All Liquidity Providers are now required to register with the SEC as dealers

Rick Steves

The rules, specifically Exchange Act Rules 3a5-4 and 3a44-2, clarify activities that classify participants as “dealers” or “government securities dealers” under the Securities Exchange Act of 1934. This classification triggers the need for registration under Sections 15 and 15C of the Act, for those involved in certain liquidity-providing roles, barring any exceptions or exemptions.

Gary Gensler

The Securities and Exchange Commission has adopted two rules aimed at expanding the definition of “dealers” and “government securities dealers” within the market.

The new rules mandate that certain market participants, especially those playing substantial roles in providing liquidity, must now register with the SEC.

Additionally, they are required to become members of a self-regulatory organization (SRO) and adhere to the federal securities laws along with various regulatory responsibilities.

No exceptions or exemptions

The rules, specifically Exchange Act Rules 3a5-4 and 3a44-2, clarify activities that classify participants as “dealers” or “government securities dealers” under the Securities Exchange Act of 1934. This classification triggers the need for registration under Sections 15 and 15C of the Act, for those involved in certain liquidity-providing roles, barring any exceptions or exemptions.

With these rules, any person whose activities align with the described criteria must register with the Commission and become a member of an SRO. They are also required to comply with federal securities laws, regulatory obligations, and applicable SRO and Treasury rules.

The final rules will be officially published in the Federal Register, taking effect 60 days post-publication. Entities affected by these regulations will have one year from the effective date to comply with the new requirements. This move represents a significant step towards closing regulatory gaps and ensuring a more transparent, resilient, and integrity-driven market.

SEC Chair Gary Gensler said, “I am pleased to support this adoption because it requires that firms that act like dealers register with the Commission as dealers, thereby protecting investors as well as promoting market integrity, resiliency, and transparency. These measures are common sense. Congress did not intend for registration and regulatory requirements to apply to some dealers and not to others. Absent an exemption or exception, if anyone trades in a manner consistent with de facto market making, it must register with us as a dealer – consistent with Congress’s intent.”

Could traders be incorrectly classified as dealers?

As usual, the SEC’s adoption of new rules expanding the definition of “dealers” and “government securities dealers” has generated a mix of perspectives.

there is criticism from industry figures. Jack Inglis, CEO of the Alternative Investment Management Association (AIMA), expressed concerns, stating that the SEC has stretched the definition of a dealer beyond its traditional understanding. According to Inglis, this redefinition could mistakenly classify customers of dealers, including certain AIMA members, as dealers themselves. This interpretation marks a significant departure from the past 90 years’ understanding of what constitutes a securities dealer.
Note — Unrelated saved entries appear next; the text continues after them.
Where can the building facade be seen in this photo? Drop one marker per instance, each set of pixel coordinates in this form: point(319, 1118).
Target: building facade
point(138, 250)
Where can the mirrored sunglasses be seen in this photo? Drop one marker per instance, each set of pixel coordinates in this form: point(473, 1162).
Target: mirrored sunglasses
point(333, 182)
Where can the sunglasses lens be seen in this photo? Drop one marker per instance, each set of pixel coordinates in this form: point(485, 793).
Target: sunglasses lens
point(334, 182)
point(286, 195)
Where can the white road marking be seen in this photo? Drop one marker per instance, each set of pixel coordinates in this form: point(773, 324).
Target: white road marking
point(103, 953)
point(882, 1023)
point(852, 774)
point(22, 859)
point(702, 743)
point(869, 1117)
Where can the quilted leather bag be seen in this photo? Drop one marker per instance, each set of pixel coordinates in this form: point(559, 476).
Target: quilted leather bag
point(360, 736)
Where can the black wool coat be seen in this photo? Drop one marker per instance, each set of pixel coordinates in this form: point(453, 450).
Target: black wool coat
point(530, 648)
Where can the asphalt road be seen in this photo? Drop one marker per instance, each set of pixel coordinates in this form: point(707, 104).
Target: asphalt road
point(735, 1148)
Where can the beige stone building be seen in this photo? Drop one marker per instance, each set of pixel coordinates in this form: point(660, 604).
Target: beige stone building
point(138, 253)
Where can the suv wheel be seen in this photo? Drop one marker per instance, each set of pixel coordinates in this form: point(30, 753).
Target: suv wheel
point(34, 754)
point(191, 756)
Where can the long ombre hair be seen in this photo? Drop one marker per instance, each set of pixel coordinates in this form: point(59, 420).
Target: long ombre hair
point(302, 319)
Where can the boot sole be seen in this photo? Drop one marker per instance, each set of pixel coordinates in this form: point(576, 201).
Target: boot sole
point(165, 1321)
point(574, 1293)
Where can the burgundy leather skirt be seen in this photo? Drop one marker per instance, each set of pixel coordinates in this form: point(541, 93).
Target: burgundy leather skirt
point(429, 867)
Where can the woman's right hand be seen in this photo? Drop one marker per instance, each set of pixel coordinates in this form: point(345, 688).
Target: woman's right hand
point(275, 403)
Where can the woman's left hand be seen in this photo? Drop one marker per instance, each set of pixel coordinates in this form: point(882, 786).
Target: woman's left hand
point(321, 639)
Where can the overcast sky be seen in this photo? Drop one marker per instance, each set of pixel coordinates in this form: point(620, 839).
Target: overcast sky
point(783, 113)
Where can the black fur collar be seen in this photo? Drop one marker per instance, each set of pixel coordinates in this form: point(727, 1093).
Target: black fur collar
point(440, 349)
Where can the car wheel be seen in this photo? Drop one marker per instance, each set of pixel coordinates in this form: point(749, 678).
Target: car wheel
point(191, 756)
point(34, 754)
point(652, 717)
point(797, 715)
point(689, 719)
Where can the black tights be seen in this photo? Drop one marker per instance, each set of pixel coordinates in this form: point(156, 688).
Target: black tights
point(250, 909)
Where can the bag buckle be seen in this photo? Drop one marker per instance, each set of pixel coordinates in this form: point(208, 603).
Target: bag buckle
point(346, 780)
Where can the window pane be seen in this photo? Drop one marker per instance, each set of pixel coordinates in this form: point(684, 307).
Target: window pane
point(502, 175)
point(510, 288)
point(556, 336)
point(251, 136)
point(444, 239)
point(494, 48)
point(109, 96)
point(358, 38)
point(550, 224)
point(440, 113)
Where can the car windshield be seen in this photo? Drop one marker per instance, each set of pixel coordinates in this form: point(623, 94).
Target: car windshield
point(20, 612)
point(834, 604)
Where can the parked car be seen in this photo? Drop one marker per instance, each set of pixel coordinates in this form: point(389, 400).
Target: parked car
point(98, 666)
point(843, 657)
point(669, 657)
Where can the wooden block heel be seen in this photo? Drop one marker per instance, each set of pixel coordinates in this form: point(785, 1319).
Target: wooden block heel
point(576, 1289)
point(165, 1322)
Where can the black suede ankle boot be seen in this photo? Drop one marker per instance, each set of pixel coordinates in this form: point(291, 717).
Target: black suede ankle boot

SEC Commissioner Hester Peirce also expressed her opposition to the final rule regarding the expanded definitions of “dealers” and “government securities dealers.” She stated that the definition of a dealer as outlined in the final rule is inconsistent with the statutory framework it is supposed to fit within.

Peirce argued that this redefinition would distort market behavior, degrade market quality, and incorrectly classify many traders, who are actually customers, as dealers. This perspective highlights her concern that the rule could have unintended negative impacts on the market by broadening the scope of who is considered a dealer too far​​.